Distante de vagos espiritualismos o de miopes codicias, la obra de Massone depara
la experiencia de un lenguaje vinculante, poderoso de asociaciones, a la vez
evocador y provocador de firmes ráfagas de conciencia de hombre y mundo,
sometiendo de antemano el valor de su aporte al juicio de los tiempos. A contracorriente
de preceptivas voluntariamente oscuras y abrumadoras, él escoge brotes
de vivir, presencias, escenas sintomáticas en que se prolonga el silencio
y la palabra al modo de integración donde se procreen jirones de luz,
como el caso “Con mirada azul hortensia”, poema de reciente escritura.
“En esos azules intensamente hortensias
bajo la ventana, no necesito suponer
la saciedad inútil de los pensamientos.
Soy yo el que abriga reflexiones
sin estar bajo un ventana ni ser azul
como las hortensias que miro esta mañana”.
El soporte de fe ayuda a expandir su comprensión de la escritura. Escribe:
“Nuestro desafío acoge la enormidad de vocear, de gritar o decir
más quedo, pero también más certeramente, entre superficies
y hoscas precariedades, las urgencias humanas”(3). Queda así planteado
un humanismo esencialista, de orientación trascendente. No vacila en
afirmar: “La escritura existe para que se oiga una historia más
proclive a la vida”(4). De allí que se inclina en favor de posiciones
que sobrepasen esquemas reducidos, llámense éstos adorno, panfleto,
estridencia, nimiedad o galimatías. Y eso porque la palabra es un don
al que debe responder con atento trabajo el poeta, sobre todo, pues al articularla
nos dice desde la intimidad y junto a otros.
Es
así como en Massone la escritura creadora y la reflexiva muestran pluralidades,
pero se unifican en el mismo sentido de ser lenguaje vivo, porque según
afirma, el “Espíritu sopla donde quiere y cada quien puede ser
ese donde”(5). Esto último adquiere especial importancia, ya que
habla a las claras de que un poeta es un vocero, un intérprete de una
voz más honda que sus planes intelectuales, además de no constituir
patrimonio específico de alguien o de una tendencia estética,
ni mucho menos religiosa o política. “La literatura--dice--, detenta,
sin arrogancia, esa intransferible misión de custodiar la riqueza de
ser hombres con otros hombres”.
Refractario
de cualquier forma de habla postiza, muestra abierto interés por reconocer
la autenticidad literaria en aquellos creadores que dicen en voz alta de silencio,
el alba y la zozobra, la confirmación del vivir y los acosos de la nada,
el cerco de la muerte y la animación desde lo alto. En este sentido son
elocuentes sus numerosas antologías preparadas acerca de la obra de autores
tan distintos como pueden ser: Fray Luis de León y César Vallejo,
Francisco de Quevedo y Alonso de Ercilla, Gabriela Mistral y Juan Guzmán
Cruchaga, Roque Esteban Scarpa y Fernando Durán, Oscar Castro y Joaquín
Alliende.
Testimonios
de su doble condición de escritor y de lector, comprende que el artista
crea por necesidad de ser, de comunicar y que se haya al acaso de los resultados.
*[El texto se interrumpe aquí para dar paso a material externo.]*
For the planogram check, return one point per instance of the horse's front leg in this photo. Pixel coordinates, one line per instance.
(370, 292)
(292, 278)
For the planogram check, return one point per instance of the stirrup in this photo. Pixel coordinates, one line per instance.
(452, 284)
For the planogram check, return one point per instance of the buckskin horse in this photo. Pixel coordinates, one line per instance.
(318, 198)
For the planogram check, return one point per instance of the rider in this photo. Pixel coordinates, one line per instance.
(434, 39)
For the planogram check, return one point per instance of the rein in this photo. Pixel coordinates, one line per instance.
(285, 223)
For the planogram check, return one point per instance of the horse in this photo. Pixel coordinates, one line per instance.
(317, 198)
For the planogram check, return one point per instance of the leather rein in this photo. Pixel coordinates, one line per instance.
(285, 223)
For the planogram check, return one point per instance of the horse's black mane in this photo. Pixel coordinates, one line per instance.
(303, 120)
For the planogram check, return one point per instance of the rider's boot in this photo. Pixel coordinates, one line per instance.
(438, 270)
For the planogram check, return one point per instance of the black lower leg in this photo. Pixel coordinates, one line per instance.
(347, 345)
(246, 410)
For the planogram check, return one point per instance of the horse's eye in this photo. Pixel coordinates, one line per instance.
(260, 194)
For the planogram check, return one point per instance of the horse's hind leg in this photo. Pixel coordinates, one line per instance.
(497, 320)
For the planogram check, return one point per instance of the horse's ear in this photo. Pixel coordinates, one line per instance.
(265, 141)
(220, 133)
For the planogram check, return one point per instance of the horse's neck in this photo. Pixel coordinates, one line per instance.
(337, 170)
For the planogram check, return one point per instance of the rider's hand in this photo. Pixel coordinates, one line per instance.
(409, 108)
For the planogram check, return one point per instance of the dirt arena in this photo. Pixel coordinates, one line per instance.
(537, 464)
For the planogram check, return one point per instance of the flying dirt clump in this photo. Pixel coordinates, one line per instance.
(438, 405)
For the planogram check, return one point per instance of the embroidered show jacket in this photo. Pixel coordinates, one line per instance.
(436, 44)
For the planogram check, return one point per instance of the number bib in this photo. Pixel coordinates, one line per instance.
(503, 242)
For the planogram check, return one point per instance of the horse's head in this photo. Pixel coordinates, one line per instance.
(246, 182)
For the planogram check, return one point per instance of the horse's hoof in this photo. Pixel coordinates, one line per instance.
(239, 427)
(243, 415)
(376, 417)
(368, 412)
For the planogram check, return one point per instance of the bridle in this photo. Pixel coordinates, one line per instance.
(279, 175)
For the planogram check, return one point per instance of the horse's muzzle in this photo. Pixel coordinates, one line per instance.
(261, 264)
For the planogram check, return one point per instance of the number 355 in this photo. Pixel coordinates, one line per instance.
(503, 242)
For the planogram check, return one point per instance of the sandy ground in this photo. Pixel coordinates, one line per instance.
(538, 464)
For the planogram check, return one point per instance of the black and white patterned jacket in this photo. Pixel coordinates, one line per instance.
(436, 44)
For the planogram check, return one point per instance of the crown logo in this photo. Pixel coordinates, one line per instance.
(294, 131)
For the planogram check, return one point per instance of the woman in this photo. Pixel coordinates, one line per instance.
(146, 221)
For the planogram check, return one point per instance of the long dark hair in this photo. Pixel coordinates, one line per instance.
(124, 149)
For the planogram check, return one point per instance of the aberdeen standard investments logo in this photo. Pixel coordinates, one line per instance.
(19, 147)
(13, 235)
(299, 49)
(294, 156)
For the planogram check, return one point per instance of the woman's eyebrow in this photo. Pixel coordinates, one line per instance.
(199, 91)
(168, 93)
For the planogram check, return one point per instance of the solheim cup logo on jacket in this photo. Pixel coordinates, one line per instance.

Es entonces cuando deja hablar lo recóndito para brindarse enteramente
a la personalización que fluye desde las obras de otros. Ellas regalan
ocasiones de coloquio valorativo, y éste no es mero solaz egotista ni
queda signado de palabrería. Muy por el contrario, su hermenéutica
se labra desde lo humano que rebozan los textos, explorando a ultranza la verdad
del ser en ellos.
No debería extrañar la reflexión de nuestro autor en palabras
como las siguientes: “La auténtica escritura exige originarse en
alguien, mucho más que en algo; se reconoce menos en temas preconcebidos
que en la concreción de urgencias que desasosiegan y llevan determinación
de iluminar el altercado del ser consigo, con el mundo o con el misterio”.
El
énfasis reitera el carácter personal del fondo originario de la
palabra literaria. Puede notarse que, en su concepción poética,
ésta tiene el sello de ser palabra necesaria, no artificio ni derivación
de una voluntad que se arroga el poder de conseguir un fruto exclusivamente
sobre la base de forzar la palabra. Para Massone la literatura se escribe, se
recibe y, luego, se trabaja para despejarla de interrupciones indebidas. En
ningún caso se aviene a aceptar el dicho: “Estoy haciendo un poema”.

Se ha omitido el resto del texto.